Apparently it happens to the best of them - and we aren't going to open next week as planned. 

After a hectic week here in Eggs HQ, we're sorry to say that we've had a construction set-back and we won't open on the 15th October. We just don't want to welcome you until we're absolutely ready for you. We've been so overwhelmed by the interest in our opening, we were featured in The Telegraph last week and Evening Standard yesterday.

We'll post our new opening date soon, we really can't wait to have you all eat with us.

Saturday, 26 September 2015

We're open for bookings!

Update: we've had a slight delay. New soft launch dates coming soon.

We're now taking bookings and are delighted to announce our 50% all food soft launch! Please sign up on our website to register to come along from dinner on the evening of Thursday 15th October to brunch on Sunday 18th October.

As some of you know, we'd originally planned to open doors next week but the works to restore our beautiful Grade II listed building from a shell without running water or electricity and soundproofing and restoring the garden have unearthed a few nasty surprises which pushed us back a few weeks.

The clip above is from a stop motion we've been making of the whole build - blog post to follow on some of the highlights of the whole process.

Have also had some lovely surprises during the build! Like these beautiful tiles and original floorboards, and a few other little details.
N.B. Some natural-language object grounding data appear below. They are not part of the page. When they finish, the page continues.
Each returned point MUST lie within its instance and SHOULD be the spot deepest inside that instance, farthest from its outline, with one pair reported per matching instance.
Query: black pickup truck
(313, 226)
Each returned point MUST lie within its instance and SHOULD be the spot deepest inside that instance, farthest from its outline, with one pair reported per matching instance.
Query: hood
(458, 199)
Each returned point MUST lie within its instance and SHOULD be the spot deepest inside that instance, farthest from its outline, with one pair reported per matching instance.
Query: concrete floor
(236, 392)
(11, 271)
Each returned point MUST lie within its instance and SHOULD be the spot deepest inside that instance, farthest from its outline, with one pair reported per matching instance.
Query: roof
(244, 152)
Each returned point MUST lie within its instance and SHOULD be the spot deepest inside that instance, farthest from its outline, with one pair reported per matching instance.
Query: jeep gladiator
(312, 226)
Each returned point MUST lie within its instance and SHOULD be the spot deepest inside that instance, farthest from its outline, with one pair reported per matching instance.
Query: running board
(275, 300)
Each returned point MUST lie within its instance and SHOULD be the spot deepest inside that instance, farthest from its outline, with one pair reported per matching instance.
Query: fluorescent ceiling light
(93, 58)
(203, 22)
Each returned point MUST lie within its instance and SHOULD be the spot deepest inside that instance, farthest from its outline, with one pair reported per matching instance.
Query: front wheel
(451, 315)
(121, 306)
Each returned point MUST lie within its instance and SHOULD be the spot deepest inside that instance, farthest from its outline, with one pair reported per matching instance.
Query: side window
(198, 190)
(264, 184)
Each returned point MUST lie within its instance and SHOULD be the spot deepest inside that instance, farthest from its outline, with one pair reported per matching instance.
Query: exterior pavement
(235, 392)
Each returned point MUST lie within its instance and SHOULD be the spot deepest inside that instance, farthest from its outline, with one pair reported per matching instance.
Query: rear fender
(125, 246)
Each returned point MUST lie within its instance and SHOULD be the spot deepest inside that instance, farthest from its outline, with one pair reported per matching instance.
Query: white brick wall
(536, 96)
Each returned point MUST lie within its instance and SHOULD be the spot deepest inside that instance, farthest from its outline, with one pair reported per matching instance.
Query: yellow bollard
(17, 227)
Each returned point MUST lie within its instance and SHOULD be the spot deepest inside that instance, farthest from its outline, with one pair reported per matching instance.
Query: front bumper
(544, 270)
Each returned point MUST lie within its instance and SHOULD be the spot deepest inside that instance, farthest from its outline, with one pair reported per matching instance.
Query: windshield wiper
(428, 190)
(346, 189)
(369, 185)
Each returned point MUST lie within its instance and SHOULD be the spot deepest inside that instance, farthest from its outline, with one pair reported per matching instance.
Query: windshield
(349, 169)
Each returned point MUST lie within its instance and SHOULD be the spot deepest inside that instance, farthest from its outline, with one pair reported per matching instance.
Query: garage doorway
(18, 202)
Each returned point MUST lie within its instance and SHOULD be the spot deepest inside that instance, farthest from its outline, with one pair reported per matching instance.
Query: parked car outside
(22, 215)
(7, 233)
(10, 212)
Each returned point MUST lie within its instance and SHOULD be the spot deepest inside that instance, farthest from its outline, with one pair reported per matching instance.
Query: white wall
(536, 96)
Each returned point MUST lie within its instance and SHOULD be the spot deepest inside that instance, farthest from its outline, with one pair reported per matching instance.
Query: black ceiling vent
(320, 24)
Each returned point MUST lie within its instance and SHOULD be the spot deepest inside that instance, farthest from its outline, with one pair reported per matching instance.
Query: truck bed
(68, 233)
More on that next time!

We've had a few lovely surprises during the build too - like these original tiles... 
...some of which we've salvaged and brought back to life... 
...and these original floorboards we've been busy polishing!

Tuesday, 18 August 2015

No. 93 Church Street

Copyright © London Metropolitan Archives.

Much loved (by us) restaurateur Danny Meyer says that you should never open a restaurant more than five minutes from where you live. After weeks on tenterhooks - we're delighted to reveal that we just got the go ahead for our site, and it's our dream spot. 

Right in the heart of Stoke Newington, just a few minutes from our founder Joel's house. No. 93 Church Street. To celebrate our new doors - which will, all things being well, open this August - here's a few pictures our friend Amir (aka @historyofstokey) dug up, of No. 93 as it's appeared through the ages.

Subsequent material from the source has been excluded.